Opinion Pieces Respond to Recent Developments in PEPFAR Reauthorization Legislation
Several newspapers recently responded to developments concerning legislation to reauthorize the President's Emergency Plan for AIDS Relief. Summaries appear below.
Editorial
Washington Post: PEPFAR is U.S. "'soft power' at its life-saving best," a Post editorial says, adding that the reauthorization legislation "sailed through with bipartisan support in both the House and the Senate Foreign Relations Committee." However, Sen. Tom Coburn (R-Okla.) and "six other Republicans have exercised their prerogative to keep [the bill] off the Senate floor," the editorial says, adding that Coburn "wants to mandate that 55% of PEPFAR's money go to treating those" living with HIV/AIDS rather than "preventing new cases and other purposes." The Post writes that Coburn "has a point" and that as the programs expands, it "risks mutating into all-purpose development aid or taking on goals -- such as changing traditional attitudes toward gender -- which are not only culturally sensitive but hard to measure in terms of progress." However, the "compromise legislation ... expands and modernizes American's signature global health initiative," the editorial says, concluding, "Properly implemented under careful congressional oversight, it could add to PEPFAR's proud record.

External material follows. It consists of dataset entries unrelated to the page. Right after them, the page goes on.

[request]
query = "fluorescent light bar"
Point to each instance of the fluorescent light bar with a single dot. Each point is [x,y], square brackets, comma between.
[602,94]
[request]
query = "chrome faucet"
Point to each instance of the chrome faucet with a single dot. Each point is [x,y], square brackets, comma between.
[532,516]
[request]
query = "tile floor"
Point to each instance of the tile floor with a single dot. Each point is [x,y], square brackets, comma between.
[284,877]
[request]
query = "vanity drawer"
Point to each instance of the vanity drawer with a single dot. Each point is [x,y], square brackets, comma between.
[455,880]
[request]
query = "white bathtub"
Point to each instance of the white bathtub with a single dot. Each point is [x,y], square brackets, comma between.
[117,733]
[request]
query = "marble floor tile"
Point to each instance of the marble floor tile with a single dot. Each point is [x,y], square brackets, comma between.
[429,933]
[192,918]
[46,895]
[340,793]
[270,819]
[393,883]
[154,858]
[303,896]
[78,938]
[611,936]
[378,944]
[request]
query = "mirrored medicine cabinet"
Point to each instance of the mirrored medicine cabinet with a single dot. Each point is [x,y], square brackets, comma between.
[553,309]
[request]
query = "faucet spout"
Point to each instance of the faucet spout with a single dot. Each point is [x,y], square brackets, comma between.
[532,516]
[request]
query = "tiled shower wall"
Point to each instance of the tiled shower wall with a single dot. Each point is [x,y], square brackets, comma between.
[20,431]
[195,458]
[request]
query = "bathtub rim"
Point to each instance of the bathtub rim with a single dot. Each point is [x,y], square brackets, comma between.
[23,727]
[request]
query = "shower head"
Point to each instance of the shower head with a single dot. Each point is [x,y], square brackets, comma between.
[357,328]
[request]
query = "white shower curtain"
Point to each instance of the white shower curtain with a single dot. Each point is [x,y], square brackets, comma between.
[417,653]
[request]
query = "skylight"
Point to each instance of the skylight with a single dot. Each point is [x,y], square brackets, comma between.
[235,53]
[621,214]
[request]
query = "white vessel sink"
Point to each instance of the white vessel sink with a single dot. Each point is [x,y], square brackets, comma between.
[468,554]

Mr. Coburn and his colleagues should get out of the way" (Washington Post, 6/1).
Opinion Piece
Wendy Johnson and Jennifer Kasper, Seattle Post-Intelligencer: The PEPFAR reauthorization legislation should "reaffirm" the U.S. commitment to the two million people who receive treatment under the program, as well as to the "millions more who are dying right now from lack of access to care," Johnson and Kasper, who have worked for Health Alliance International in Mozambique, write in a Post-Intelligencer opinion piece. "PEFPAR is one of the few positive faces of the U.S. in the world and arguably the United States' most effective foreign policy in the past seven years," the authors write, adding that before the meeting of the Group of Eight industrialized nations in July, the Senate should "reauthorize the program at the $50 billion funding level necessary to redouble [U.S.] efforts to prevent the 7,000 new" HIV/AIDS cases and 6,000 related deaths that occur daily (Johnson/Kasper, Seattle Post-Intelligencer, 5/29).
Letter to the Editor
David Bryden, Washington Times: Sen. Jim DeMint (R-S.C.) in a recent Times opinion piece based his "argument on a number of misconceptions," Bryden, communications director for the Global AIDS Alliance, writes in a Times letter to the editor. The total amount in the PEPFAR legislation is "still less than 2% of the discretionary budget, so it is misleading to suggest this bill would bust the budget," according to Bryden, who adds that the "global health programs it would authorize are ... a worthy investment in nonmilitary U.S. leadership." Bryden concludes that DeMint is "right to praise private giving, but the enormity of global disease threats requires urgent government action" (Bryden, Washington Times, 5/30).